COVID-19 faz casal apostar em rede de Hortas Caseiras Orgânicas

Tempos de crise também podem ser de oportunidade para empreendedores que saibam lançar respostas inovadoras capazes de atrair a atenção de investidores e consumidores. A pandemia de COVID-19 veio levantar inúmeros problemas a toda a sociedade, colocou à prova todas as bases em que tem assentado o nosso dia-a-dia. A estabilidade, a rotina, o que tomávamos como certo, rapidamente deram lugar a um quotidiano incerto, capaz de alterar por completo as nossas vidas. 

A seguir à tragédia da doença, quando ainda nos adaptávamos às novas circunstâncias da vida, às exigências de um Mundo diferente, ocorreu uma nova onda de impacto, com os efeitos da pandemia e do consequente confinamento a fazerem-se sentir de forma brutal na Economia.
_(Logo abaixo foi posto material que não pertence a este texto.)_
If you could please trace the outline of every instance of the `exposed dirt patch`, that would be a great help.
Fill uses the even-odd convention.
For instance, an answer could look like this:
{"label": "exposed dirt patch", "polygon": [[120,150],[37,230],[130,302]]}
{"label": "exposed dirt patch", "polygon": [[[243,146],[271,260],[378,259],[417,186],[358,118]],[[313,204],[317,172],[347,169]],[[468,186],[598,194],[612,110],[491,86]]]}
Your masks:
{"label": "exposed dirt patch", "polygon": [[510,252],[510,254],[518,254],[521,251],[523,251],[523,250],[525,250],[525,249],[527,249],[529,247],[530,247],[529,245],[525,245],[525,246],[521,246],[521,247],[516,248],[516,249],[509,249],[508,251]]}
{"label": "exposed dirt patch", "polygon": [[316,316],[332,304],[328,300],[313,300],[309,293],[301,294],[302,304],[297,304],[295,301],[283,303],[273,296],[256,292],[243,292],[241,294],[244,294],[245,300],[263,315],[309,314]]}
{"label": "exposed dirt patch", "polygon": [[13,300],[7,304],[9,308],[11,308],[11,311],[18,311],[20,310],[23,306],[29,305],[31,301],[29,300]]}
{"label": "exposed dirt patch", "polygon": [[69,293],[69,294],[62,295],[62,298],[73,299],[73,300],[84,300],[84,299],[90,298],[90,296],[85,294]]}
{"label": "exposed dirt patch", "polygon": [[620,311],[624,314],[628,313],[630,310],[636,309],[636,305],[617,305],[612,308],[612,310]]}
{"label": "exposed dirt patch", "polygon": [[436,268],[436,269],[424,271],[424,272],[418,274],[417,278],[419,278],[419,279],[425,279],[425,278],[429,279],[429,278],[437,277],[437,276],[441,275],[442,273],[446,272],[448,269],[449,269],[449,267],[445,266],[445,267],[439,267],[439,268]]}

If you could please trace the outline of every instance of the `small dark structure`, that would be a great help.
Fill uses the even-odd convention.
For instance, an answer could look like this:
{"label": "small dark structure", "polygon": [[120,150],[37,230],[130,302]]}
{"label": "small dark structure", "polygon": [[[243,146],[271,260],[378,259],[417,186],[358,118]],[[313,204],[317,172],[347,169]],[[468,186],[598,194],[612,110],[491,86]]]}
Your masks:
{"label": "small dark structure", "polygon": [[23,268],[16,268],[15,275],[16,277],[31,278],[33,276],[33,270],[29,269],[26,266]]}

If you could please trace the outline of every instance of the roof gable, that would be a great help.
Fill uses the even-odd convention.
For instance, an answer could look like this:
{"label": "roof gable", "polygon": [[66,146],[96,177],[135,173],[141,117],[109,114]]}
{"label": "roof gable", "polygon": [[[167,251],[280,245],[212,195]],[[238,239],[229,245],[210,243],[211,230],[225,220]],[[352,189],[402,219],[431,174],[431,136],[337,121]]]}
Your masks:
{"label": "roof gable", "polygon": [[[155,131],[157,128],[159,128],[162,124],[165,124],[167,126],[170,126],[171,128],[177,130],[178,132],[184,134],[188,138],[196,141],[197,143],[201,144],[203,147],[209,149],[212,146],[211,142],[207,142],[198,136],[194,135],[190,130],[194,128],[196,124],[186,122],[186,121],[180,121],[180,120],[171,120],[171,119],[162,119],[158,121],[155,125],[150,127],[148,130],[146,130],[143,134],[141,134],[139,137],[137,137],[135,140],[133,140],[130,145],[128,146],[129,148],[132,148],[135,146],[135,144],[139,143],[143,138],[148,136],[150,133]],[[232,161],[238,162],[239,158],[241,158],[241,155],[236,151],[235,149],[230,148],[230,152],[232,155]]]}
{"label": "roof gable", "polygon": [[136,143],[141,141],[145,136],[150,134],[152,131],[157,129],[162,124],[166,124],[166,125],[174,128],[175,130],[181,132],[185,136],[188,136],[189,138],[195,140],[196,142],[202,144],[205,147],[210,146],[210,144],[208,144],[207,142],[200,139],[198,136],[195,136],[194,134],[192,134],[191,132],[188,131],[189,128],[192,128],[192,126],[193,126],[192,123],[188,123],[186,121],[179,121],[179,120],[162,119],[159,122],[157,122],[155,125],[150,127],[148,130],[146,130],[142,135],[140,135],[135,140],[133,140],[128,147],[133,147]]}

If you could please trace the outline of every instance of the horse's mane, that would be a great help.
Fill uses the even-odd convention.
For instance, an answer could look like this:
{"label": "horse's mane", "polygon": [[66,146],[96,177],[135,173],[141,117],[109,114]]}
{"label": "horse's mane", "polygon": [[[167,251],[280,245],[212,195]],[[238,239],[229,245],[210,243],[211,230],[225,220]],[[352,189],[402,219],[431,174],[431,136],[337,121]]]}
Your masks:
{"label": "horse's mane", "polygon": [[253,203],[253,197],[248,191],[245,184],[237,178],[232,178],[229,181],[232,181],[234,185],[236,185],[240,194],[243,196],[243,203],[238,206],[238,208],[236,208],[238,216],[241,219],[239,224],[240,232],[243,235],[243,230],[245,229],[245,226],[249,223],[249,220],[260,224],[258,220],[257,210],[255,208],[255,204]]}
Os números da quebra de actividade económica à escala global não deixam dúvidas a ninguém, vem aí uma crise económica de efeitos ainda desconhecidos acompanhada de uma consequente crise social.    

Apanhados nesta onda de impacto, Rui Borralho e a família perderam quase todos os seus rendimentos na sequência da pandemia e viram-se na necessidade de encontrar rapidamente uma alternativa viável para seguirem em frente com as suas vidas. A opção escolhida foi criarem uma rede de Hortas Caseiras Orgânicas em terrenos devolutos em Colares, no concelho de Sintra, e disponibilizar produtos hortícolas livres de agroquímicos aos consumidores locais. 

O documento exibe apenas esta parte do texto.